I want to share with everyone here the more detailed Call for Papers for BABEL's and postmedieval's sessions for the 50th International Congress on Medieval Studies to be held in Kalamazoo, Michigan from May 14-17, 2015. Although the official, printed CFP lists me as the primary contact person [eileenajoy@gmail.com], please send your proposal and Participant Information Form by September 15th to the persons listed below who actually dreamed up these sessions [and if any proposals reach me, I will, don't worry, forward them on]:
1. Quantum Medievalisms [roundtable] // Sponsor: postmedieval: a journal of medieval cultural studies // Organizer: Angela Bennett Segler, New York University
proposals to: angela.bennettsegler@nyu.edu
*it should be noted that this session is part of a cluster of sessions spread out across many sponsoring organizations on Medieval Materialisms [see and join, if interested, the Group page for that on Facebook HERE]
This panel uses a direct parallel with Quantum Physics to prompt interrogations of basic structures of figuring matter and temporality within scholarship of the Middle Ages. As the name suggests, the idea has a dual legacy. In classical Latin, “quantum” is the accusative form of the adjective “quantus,” usually paired with “tantus” to indicate questions of what size, how much, or magnitude of greatness. In its adverbial counterpart, “quantum” designated a comparison of quantity: “as far as,” “as much as,” “as great as.” Even from the Patristic writers, though, we find that “quantum” has become a noun that is no longer a comparison or a description of quantities, but a stand-in for quantity itself. In contemporary culture, the word “quantum,” carries with it the connotations of modern physics that, beginning with Einstein and Planck, define basic units of light and energy (respectively) as “quanta.” Quantum physics deals primarily with the level of the atomic and subatomic nature of all matter, at which levels the classical distinctions between matter and energy, wave and particle collapse completely. All things—light, energy and matter — are simultaneously waves and particles, and due to Bohr’s principle of complementarity it is the observer who intervenes via her scientific apparatus and determines what she is observing. One of the ramifications of Bohr’s interpretation is the idea of quantum entanglement. Quantum entanglement means that all elements of a system are simultaneously affected as the system is affected. As those elements disperse — an inevitability according to the laws of thermodynamics — the system itself does not disassemble but becomes diffuse. Action upon the system will still simultaneously affect every iota of the system, even if those elements are light years apart.

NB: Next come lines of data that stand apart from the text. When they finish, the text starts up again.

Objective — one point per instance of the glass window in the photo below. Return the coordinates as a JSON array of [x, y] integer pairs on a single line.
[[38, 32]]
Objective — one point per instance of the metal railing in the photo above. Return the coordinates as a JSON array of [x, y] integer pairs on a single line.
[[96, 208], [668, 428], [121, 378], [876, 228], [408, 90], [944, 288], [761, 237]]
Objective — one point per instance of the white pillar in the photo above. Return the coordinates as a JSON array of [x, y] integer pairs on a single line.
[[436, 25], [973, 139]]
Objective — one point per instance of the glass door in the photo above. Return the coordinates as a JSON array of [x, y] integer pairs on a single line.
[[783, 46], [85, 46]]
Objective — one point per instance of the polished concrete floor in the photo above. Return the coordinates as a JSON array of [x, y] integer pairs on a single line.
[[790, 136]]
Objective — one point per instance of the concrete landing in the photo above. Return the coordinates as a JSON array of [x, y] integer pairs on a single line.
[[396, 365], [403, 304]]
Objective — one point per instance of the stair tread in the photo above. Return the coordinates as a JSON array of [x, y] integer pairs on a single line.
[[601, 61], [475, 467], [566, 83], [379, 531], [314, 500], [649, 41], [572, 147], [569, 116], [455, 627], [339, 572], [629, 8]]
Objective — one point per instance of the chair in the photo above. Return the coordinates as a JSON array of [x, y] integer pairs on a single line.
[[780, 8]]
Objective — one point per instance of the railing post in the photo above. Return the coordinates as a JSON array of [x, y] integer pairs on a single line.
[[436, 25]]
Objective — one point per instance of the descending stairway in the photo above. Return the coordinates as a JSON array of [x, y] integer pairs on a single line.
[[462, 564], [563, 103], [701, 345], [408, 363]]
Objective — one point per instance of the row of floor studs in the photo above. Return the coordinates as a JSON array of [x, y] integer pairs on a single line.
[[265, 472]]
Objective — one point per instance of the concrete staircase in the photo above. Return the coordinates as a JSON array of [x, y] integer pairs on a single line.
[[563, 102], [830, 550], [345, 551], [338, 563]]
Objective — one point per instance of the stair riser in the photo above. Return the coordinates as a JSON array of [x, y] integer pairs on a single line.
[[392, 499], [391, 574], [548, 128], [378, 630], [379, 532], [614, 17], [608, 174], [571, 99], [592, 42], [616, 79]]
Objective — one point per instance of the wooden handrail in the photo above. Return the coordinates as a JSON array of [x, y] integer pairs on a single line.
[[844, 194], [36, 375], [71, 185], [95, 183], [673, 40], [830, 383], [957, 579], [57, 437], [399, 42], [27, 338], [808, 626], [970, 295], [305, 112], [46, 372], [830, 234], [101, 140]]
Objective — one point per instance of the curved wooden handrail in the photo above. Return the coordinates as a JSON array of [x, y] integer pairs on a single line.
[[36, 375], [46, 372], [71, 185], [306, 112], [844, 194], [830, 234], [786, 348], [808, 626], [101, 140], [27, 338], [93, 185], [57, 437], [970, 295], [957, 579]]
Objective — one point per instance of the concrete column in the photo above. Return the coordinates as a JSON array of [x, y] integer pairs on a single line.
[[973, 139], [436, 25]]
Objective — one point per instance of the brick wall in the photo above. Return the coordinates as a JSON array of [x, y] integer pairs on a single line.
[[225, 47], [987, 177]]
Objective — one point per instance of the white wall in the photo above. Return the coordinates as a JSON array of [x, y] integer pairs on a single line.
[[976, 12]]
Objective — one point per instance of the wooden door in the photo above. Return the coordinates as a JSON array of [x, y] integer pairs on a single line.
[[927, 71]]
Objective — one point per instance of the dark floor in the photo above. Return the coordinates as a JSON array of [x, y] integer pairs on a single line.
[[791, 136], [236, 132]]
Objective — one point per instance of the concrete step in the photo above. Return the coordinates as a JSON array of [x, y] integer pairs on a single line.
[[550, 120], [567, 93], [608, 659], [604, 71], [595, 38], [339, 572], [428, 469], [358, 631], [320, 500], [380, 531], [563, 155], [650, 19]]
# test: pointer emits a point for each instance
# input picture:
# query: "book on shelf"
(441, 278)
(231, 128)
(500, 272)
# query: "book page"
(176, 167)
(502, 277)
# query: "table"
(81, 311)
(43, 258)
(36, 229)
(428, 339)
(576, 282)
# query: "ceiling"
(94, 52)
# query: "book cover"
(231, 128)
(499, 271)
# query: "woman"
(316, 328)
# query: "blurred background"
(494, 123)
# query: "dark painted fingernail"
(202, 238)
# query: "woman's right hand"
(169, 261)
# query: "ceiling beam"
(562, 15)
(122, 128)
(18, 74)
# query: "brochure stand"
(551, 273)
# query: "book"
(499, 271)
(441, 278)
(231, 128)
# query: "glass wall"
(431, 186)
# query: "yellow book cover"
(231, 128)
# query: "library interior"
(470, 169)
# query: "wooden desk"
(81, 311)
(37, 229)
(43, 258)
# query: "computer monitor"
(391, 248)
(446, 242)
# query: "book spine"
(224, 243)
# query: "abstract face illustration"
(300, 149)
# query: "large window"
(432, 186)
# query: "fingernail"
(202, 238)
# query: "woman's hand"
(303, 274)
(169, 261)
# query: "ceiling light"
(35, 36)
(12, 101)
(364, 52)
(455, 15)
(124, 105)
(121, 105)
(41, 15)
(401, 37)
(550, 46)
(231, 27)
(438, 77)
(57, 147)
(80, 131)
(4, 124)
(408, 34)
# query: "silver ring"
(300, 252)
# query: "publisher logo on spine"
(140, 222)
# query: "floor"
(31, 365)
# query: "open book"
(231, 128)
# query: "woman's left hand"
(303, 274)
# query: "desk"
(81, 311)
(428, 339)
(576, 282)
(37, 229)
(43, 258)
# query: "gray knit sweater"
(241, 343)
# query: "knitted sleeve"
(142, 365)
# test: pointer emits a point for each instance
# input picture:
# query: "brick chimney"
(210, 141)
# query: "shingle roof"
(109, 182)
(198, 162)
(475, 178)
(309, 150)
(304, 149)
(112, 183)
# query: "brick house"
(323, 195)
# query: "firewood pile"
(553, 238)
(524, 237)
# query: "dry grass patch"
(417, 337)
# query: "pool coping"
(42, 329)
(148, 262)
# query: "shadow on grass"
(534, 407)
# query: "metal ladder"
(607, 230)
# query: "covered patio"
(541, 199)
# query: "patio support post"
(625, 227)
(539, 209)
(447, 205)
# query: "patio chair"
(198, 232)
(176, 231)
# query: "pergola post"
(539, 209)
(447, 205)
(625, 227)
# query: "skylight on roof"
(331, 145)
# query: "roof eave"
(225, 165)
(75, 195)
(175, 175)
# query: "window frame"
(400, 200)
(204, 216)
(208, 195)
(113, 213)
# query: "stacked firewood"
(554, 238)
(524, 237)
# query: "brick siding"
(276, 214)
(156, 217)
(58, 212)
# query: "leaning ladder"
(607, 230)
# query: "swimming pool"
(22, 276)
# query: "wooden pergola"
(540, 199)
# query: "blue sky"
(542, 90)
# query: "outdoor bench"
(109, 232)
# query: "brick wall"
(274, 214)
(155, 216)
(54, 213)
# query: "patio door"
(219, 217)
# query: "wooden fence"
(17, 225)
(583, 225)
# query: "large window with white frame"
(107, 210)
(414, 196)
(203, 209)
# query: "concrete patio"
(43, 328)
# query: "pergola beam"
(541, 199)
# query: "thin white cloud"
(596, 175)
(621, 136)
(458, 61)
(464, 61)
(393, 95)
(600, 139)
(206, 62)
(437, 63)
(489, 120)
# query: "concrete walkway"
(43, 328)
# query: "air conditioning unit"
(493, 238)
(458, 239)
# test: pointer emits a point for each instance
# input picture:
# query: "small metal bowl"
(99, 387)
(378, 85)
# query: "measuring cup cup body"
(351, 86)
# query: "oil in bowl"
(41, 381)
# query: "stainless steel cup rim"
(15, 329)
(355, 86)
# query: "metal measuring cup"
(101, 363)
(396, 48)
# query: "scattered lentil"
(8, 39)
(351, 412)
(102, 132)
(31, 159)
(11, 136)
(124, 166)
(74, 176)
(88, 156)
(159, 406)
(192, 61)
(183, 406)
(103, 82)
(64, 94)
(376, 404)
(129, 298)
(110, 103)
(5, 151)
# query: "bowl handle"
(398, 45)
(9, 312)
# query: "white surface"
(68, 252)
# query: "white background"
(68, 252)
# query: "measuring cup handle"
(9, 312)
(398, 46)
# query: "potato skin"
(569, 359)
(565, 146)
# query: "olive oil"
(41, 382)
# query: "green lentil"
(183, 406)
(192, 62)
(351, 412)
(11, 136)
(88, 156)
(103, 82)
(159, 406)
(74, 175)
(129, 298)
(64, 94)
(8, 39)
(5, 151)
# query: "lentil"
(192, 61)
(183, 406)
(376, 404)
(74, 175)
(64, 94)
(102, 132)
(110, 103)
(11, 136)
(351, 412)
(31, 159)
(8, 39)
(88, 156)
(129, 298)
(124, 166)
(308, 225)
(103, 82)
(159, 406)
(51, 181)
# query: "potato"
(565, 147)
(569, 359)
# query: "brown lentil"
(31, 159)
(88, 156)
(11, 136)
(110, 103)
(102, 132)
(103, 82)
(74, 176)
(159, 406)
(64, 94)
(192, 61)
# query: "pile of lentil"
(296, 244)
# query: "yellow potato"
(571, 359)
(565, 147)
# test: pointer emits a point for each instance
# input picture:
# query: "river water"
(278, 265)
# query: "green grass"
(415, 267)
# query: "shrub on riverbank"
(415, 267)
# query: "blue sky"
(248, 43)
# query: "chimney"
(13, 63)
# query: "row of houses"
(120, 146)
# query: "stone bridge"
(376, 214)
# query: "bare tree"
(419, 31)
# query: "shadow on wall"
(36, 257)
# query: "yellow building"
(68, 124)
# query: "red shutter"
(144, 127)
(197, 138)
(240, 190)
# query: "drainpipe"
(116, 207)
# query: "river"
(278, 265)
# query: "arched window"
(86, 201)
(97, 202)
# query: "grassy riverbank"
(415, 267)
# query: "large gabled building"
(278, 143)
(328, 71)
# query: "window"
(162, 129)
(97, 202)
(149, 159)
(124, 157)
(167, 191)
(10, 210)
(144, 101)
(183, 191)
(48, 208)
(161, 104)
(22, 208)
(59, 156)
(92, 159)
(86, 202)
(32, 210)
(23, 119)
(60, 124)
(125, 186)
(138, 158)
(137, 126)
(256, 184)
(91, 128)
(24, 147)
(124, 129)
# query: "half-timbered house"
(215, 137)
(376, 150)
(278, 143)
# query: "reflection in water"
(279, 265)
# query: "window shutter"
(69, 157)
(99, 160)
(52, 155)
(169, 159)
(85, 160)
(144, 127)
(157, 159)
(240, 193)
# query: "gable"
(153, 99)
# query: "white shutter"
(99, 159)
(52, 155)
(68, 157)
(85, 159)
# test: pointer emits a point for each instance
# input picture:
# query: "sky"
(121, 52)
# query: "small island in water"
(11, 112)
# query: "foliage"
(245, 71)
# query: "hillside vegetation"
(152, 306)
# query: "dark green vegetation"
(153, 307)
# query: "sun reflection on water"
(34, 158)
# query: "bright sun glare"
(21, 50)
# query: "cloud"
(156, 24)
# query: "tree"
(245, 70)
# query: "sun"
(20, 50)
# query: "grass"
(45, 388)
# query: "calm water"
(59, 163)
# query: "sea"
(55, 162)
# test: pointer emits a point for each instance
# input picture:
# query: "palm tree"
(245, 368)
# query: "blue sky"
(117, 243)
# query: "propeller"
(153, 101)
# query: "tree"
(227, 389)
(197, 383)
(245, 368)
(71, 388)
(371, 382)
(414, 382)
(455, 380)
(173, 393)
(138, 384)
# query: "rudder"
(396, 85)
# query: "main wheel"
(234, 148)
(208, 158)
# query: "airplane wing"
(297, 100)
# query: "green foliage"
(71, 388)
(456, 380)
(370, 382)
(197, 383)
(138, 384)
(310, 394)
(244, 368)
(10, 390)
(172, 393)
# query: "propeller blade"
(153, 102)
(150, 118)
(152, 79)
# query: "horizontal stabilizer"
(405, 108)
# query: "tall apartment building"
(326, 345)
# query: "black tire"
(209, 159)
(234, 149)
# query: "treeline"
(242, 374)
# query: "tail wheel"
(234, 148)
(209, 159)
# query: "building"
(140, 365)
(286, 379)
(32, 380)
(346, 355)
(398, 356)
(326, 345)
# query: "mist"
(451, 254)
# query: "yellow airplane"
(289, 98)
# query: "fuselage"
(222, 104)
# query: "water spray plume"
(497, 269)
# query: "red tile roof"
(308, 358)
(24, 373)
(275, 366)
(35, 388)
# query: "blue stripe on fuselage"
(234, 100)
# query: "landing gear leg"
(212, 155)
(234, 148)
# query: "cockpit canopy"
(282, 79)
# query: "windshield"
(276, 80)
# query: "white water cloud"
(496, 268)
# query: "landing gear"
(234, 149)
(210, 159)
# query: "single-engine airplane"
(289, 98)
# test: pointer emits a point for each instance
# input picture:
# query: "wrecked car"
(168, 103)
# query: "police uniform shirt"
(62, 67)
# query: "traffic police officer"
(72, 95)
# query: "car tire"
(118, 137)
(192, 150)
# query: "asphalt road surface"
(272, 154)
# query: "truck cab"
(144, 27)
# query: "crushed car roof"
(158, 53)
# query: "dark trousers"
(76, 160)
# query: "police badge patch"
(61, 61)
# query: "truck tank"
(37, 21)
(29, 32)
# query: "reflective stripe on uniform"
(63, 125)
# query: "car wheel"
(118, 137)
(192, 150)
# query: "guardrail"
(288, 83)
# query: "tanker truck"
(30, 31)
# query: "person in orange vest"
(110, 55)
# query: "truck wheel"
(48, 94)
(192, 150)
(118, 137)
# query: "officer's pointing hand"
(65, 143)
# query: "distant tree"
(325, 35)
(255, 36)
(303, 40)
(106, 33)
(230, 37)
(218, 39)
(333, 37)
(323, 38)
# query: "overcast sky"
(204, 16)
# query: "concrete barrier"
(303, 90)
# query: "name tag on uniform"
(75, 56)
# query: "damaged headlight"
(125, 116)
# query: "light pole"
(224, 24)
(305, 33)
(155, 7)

This panel will comprise short papers that not only consider the quantum nature of medieval philosophy and natural philosophy (science), but also the ways in which the implications of quantum physics may necessitate a re-reading of the temporality of the Middle Ages themselves. If time is relative, action at a distance (spatial or temporal) is simultaneous, and all possibilities occur simultaneously, how does that affect the way we read our own constitution of medieval phenomena? If we reject classical causality, what do the terms “premodern,” “modern,” “postmodern,” and Latour’s “nonmodern” even mean? In what ways are we entangled with the Middle Ages, physically and philosophically? Ultimately, the discussants will raise questions about our relationship to the past, to history, and to tradition based upon our understanding of the most fundamental units of matter, and the panel also serves as a prelude to a special issue of postmedieval on "quantum medievalisms" to be published in 2017.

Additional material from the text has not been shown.